Patrik Etschmayer / Quelle: news.ch / Dienstag, 1. Juli 2014 / 13:14 h
Wer positive Dinge sieht, verbreitet auch mehr positive News, wer negatives sieht, wird auch negatives weitergeben und wer emotionslose Inhalte bekommt, mag nicht mehr interagieren. Die Resultate des grossen Facebook-Versuches (dem jeder FB-Nutzer in den 9000 Worte langen Datenschutzbestimmungen zugestimmt hat - alle Aufstrecken, wer die gelesen hat!), sind soweit so banal und nachvollziehbar. Und kleine Kätzchen kamen bei dem Versuch scheinbar auch nicht zu Schaden.
Die Empörung darüber hingegen ist schon fast exquisit absurd. Die «Welt» findet es zum Beispiel furchterregend, das Facebook den Newsstream, welchen der Nutzer vorgesetzt bekommt, auf einmal anders manipuliert als sonst. Denn das war genau das. Einfach etwas anders manipuliert.
Der Newsstream wird von Facebook so gestaltet, dass möglichst viele Leute möglichst lange vor dem Bildschirm/Tablet/Handy sitzen und so viele Meldungen wie möglich schreiben, so viele Interaktionen, wie nur möglich durchführen und dabei so viele kostenpflichtige oder durch Anzeigen finanzierte Aktionen wie möglich auslösen.
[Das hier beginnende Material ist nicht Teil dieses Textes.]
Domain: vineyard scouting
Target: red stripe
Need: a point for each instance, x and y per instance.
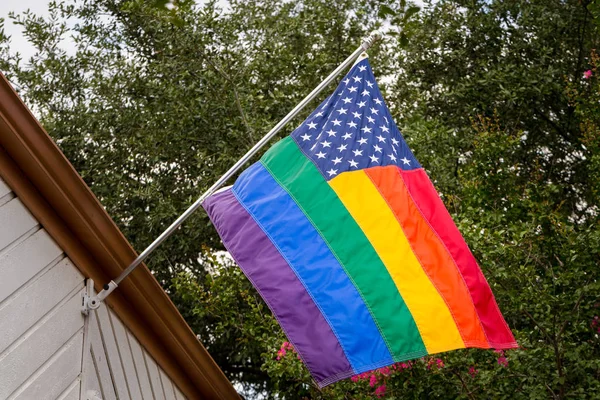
(432, 208)
(433, 256)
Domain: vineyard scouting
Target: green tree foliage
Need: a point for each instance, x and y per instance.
(499, 99)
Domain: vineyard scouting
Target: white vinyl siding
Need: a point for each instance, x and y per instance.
(41, 334)
(48, 349)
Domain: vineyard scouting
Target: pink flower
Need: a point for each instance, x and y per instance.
(280, 354)
(380, 391)
(372, 380)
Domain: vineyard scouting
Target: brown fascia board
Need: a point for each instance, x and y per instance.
(45, 181)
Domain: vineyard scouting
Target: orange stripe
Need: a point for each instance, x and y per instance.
(431, 253)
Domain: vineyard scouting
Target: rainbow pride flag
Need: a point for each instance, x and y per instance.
(342, 233)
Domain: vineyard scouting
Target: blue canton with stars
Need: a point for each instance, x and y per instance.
(353, 129)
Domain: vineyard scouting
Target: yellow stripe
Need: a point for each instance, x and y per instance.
(376, 219)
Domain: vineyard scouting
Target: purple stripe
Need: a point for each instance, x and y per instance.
(278, 285)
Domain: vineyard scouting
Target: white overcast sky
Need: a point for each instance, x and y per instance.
(39, 7)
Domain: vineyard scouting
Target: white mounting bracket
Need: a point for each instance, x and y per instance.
(91, 301)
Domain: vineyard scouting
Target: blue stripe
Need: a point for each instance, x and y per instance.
(315, 265)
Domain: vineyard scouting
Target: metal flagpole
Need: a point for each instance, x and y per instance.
(94, 302)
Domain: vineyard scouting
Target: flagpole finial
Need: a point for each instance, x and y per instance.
(373, 37)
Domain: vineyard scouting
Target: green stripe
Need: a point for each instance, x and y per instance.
(303, 181)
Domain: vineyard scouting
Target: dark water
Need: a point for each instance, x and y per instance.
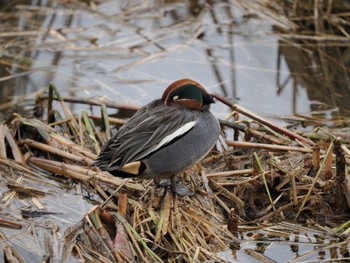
(131, 52)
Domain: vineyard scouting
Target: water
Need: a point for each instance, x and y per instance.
(129, 53)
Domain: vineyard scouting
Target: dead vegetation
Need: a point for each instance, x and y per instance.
(257, 182)
(262, 183)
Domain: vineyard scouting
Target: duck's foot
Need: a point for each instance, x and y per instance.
(175, 185)
(178, 188)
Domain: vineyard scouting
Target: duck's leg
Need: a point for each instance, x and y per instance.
(178, 188)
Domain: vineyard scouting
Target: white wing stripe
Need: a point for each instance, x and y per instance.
(182, 130)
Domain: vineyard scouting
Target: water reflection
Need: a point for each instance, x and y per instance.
(131, 52)
(288, 243)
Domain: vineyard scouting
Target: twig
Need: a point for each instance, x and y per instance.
(271, 147)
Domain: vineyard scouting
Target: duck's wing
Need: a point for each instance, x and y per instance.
(151, 128)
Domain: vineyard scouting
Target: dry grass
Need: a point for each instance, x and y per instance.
(258, 186)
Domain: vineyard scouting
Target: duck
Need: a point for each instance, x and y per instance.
(164, 138)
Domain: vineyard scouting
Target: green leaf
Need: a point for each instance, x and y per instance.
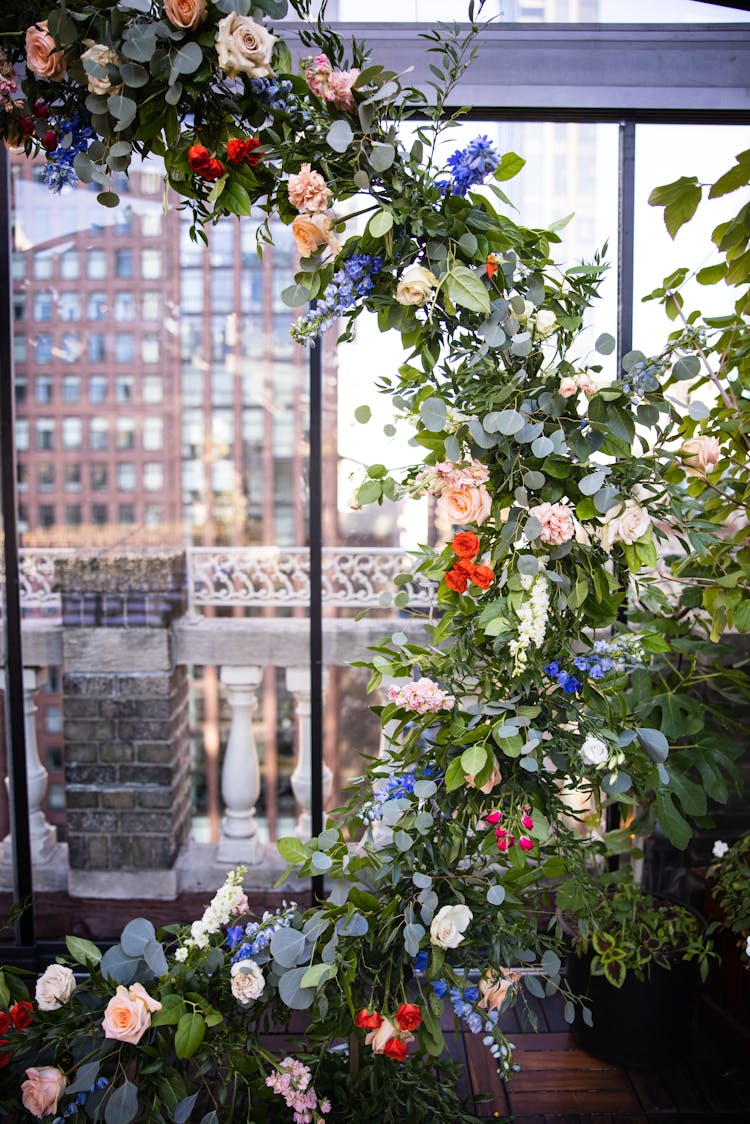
(82, 951)
(466, 288)
(190, 1032)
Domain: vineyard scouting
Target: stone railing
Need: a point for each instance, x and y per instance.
(125, 642)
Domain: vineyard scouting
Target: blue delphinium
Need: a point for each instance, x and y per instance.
(348, 284)
(77, 135)
(469, 166)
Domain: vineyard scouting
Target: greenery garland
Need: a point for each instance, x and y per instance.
(530, 689)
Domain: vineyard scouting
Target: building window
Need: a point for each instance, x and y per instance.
(70, 306)
(153, 390)
(97, 347)
(96, 306)
(153, 434)
(124, 306)
(153, 477)
(98, 434)
(126, 477)
(151, 306)
(72, 473)
(124, 263)
(151, 264)
(125, 388)
(45, 434)
(99, 477)
(45, 476)
(124, 347)
(96, 264)
(43, 390)
(43, 349)
(70, 265)
(43, 306)
(125, 433)
(72, 433)
(71, 388)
Um bei dem «Welt»-Artikel zu bleiben, erwähnt der Autor diese Tatsache natürlich, stellt dann aber die Frage, «was solche Unternehmen mit ihren Usern tun dürfen, ohne sie vorher zu fragen.» Der Haken ist ein klitzekleines Detail, das der Autor vergessen hat: Facebook hat dieses mal einfach - vermutlich aus einer Art «Wow-Sind-Wir-Aber-Clever»-Hybris heraus - den Entschluss gefasst, zu sagen, dass hier gezielt manipuliert worden ist. Normalerweise - wenn die Motive nämlich offensichtlich kommerziell sind - erfahren wir diese weder noch wird es uns wirklich bewusst, genau so wenig wie den «Versuchskaninchen», denen allen vermutlich kein bleibender Schaden zugefügt worden ist (was das Wort «Versuchskaninchen» als ziemlich krasse Übertreibung da stehen lässt, bedenken wir, wie es jenen Nagern meist ergeht.)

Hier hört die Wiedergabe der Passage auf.